In the background, highlight(on="plotly_hover") performs a SQL query of the form: SELECT * FROM mtcars WHERE cyl IN $SELECTION_VALUE.
library(plotly)
mtcars %>%
highlight_key(~cyl) %>%
plot_ly(
x = ~wt, y = ~mpg, text = ~cyl, mode = "markers+text",
textposition = "top", hoverinfo = "x+y"
) %>%
highlight(on = "plotly_hover", off = "plotly_doubleclick")
More involved example
Now, load the txhousing dataset, whose rows are monthly median sales of real estate in regions of Texa:
data(txhousing, package = "ggplot2")
txhousing %>% head() %>% print()
## # A tibble: 6 x 9
## city year month sales volume median listings inventory date
## <chr> <int> <int> <dbl> <dbl> <dbl> <dbl> <dbl> <dbl>
## 1 Abilene 2000 1 72 5380000 71400 701 6.3 2000
## 2 Abilene 2000 2 98 6505000 58700 746 6.6 2000.
## 3 Abilene 2000 3 130 9285000 58100 784 6.8 2000.
## 4 Abilene 2000 4 98 9730000 68600 785 6.9 2000.
## 5 Abilene 2000 5 141 10590000 67300 794 6.8 2000.
## 6 Abilene 2000 6 156 13910000 66900 780 6.6 2000.
Now, we'll create an interactive map:
First, declare city as the SQL 'query by' column.
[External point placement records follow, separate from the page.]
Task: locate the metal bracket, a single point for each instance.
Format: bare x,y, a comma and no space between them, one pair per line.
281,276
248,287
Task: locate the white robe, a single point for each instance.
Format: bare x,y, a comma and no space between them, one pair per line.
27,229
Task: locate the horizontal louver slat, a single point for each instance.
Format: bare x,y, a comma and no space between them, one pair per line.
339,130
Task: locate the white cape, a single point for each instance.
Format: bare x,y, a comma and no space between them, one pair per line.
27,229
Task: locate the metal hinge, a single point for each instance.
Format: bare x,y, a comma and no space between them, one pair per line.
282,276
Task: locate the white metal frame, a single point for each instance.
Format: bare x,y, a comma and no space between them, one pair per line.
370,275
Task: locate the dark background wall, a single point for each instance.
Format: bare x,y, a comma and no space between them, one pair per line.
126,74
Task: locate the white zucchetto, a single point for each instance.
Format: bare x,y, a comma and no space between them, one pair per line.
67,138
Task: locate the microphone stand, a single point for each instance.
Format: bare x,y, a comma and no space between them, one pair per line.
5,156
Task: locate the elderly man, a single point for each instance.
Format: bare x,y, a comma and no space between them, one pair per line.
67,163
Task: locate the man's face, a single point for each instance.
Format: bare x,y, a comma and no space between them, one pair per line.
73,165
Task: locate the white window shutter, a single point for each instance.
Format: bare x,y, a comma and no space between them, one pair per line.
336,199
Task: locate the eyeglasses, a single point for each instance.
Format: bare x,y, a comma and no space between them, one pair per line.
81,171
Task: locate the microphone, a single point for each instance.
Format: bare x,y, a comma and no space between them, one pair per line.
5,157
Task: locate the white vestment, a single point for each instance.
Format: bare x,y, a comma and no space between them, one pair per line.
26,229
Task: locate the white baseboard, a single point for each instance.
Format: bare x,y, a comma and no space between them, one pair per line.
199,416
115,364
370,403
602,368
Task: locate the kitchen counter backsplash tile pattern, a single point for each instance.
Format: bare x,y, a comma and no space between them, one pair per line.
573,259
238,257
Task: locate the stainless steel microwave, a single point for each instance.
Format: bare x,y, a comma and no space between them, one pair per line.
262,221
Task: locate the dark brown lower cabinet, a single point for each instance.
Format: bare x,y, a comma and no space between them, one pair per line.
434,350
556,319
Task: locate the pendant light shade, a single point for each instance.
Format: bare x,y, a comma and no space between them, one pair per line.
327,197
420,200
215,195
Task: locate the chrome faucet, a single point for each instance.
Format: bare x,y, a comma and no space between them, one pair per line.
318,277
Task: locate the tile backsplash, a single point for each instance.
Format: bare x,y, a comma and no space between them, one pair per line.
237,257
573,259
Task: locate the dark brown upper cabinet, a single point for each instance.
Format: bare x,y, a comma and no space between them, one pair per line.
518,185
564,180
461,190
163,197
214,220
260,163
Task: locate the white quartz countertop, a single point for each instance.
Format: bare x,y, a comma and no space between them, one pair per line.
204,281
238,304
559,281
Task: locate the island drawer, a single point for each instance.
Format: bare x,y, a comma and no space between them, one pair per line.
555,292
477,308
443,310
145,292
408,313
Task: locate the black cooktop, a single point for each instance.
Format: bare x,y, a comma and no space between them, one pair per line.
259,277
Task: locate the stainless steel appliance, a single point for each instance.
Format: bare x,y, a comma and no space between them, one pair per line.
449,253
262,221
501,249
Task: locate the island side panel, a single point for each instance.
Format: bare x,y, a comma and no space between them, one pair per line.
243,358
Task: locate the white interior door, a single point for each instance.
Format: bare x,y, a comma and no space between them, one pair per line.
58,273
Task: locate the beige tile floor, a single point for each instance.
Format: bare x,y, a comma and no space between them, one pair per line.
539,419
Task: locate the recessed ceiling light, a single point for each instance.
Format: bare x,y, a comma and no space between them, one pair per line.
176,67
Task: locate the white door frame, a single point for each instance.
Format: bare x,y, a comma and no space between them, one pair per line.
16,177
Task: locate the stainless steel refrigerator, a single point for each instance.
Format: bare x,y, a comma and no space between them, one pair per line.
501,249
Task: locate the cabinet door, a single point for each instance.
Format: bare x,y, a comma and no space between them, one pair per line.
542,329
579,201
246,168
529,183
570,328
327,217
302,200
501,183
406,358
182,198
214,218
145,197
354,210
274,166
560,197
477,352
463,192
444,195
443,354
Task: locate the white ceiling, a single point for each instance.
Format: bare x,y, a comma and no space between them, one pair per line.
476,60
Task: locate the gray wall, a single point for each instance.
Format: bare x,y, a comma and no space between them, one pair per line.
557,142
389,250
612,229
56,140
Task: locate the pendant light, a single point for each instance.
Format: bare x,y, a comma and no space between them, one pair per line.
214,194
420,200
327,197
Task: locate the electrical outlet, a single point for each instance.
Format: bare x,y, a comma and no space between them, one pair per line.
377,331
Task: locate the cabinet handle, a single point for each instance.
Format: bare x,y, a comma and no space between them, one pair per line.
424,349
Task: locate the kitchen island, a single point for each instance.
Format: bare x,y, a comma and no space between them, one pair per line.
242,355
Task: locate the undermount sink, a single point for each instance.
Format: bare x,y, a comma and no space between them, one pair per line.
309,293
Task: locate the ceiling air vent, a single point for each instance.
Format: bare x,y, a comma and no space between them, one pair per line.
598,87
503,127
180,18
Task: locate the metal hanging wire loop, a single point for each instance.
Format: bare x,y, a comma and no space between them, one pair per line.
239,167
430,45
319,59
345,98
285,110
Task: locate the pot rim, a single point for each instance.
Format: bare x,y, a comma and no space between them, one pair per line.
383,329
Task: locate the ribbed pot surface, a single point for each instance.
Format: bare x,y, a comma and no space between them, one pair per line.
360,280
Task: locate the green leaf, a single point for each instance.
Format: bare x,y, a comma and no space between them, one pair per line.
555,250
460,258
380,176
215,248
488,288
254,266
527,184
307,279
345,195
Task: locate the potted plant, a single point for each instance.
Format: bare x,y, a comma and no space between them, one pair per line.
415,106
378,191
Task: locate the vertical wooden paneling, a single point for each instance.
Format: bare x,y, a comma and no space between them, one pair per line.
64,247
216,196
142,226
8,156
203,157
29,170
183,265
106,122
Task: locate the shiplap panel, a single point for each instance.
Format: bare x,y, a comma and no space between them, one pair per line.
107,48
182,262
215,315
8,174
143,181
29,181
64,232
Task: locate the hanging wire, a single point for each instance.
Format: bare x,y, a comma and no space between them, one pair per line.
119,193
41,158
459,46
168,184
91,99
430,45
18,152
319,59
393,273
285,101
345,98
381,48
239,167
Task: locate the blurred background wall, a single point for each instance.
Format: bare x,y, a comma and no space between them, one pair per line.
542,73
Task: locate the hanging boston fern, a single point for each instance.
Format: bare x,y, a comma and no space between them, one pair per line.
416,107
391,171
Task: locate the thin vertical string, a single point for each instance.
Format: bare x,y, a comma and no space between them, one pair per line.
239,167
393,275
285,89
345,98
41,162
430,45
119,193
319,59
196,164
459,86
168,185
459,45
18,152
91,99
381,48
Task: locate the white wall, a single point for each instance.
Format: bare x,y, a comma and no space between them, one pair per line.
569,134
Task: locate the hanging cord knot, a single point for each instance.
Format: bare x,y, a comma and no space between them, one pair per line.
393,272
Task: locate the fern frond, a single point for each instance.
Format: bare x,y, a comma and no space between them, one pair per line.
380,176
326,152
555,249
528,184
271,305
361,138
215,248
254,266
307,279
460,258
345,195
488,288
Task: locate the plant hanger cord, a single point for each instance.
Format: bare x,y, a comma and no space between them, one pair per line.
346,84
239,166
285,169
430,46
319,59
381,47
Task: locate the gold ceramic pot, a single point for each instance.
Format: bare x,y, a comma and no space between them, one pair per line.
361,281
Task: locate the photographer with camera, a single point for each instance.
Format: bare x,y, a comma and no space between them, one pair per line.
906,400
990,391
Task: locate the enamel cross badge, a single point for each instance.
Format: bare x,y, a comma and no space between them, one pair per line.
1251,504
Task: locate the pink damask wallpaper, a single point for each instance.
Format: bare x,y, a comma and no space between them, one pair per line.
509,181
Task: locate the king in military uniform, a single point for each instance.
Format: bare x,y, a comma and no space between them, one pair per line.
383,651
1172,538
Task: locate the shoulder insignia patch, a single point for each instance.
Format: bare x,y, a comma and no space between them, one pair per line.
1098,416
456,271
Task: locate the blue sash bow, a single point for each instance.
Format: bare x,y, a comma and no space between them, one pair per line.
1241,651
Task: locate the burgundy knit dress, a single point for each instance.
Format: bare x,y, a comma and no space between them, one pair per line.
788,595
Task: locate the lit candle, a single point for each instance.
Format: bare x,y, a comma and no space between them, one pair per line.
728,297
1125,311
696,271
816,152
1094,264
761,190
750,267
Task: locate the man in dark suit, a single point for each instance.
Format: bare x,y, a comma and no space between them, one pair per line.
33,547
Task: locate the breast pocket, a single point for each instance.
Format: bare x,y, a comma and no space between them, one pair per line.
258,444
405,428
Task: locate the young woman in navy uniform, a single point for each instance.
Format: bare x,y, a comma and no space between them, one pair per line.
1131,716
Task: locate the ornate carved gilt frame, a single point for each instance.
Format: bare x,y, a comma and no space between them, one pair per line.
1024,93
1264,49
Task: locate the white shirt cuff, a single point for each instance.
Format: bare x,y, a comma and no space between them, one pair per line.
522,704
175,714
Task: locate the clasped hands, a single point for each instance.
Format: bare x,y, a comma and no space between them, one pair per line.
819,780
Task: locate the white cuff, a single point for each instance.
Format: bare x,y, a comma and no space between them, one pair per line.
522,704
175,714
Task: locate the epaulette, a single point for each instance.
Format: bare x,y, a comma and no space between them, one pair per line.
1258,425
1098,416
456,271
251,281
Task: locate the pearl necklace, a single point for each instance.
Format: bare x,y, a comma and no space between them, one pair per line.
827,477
THIS IS THE ONLY INTERACTIVE ELEMENT IN THIS EXAMPLE.
tx <- highlight_key(txhousing, ~city)
Then, initiate a plotly object called base, then pipe it through some plotly functions to add features.
# initiate a plotly object
base <- plot_ly(tx, color = I("black")) %>% group_by(city)
base %>%
group_by(city) %>%
add_lines(x = ~date, y = ~median) -> time_series
Linking
Now, (finally) we get to linking.
One obvious thing from playing around with the above application is that not every city has complete pricing information (e.g., South Padre Island, San Marcos, etc).
To learn more about what cities are missing information as well as how that missingness is structured, we aim to link - a view of the raw time series - to a dot-plot of the corresponding number of missing values per city.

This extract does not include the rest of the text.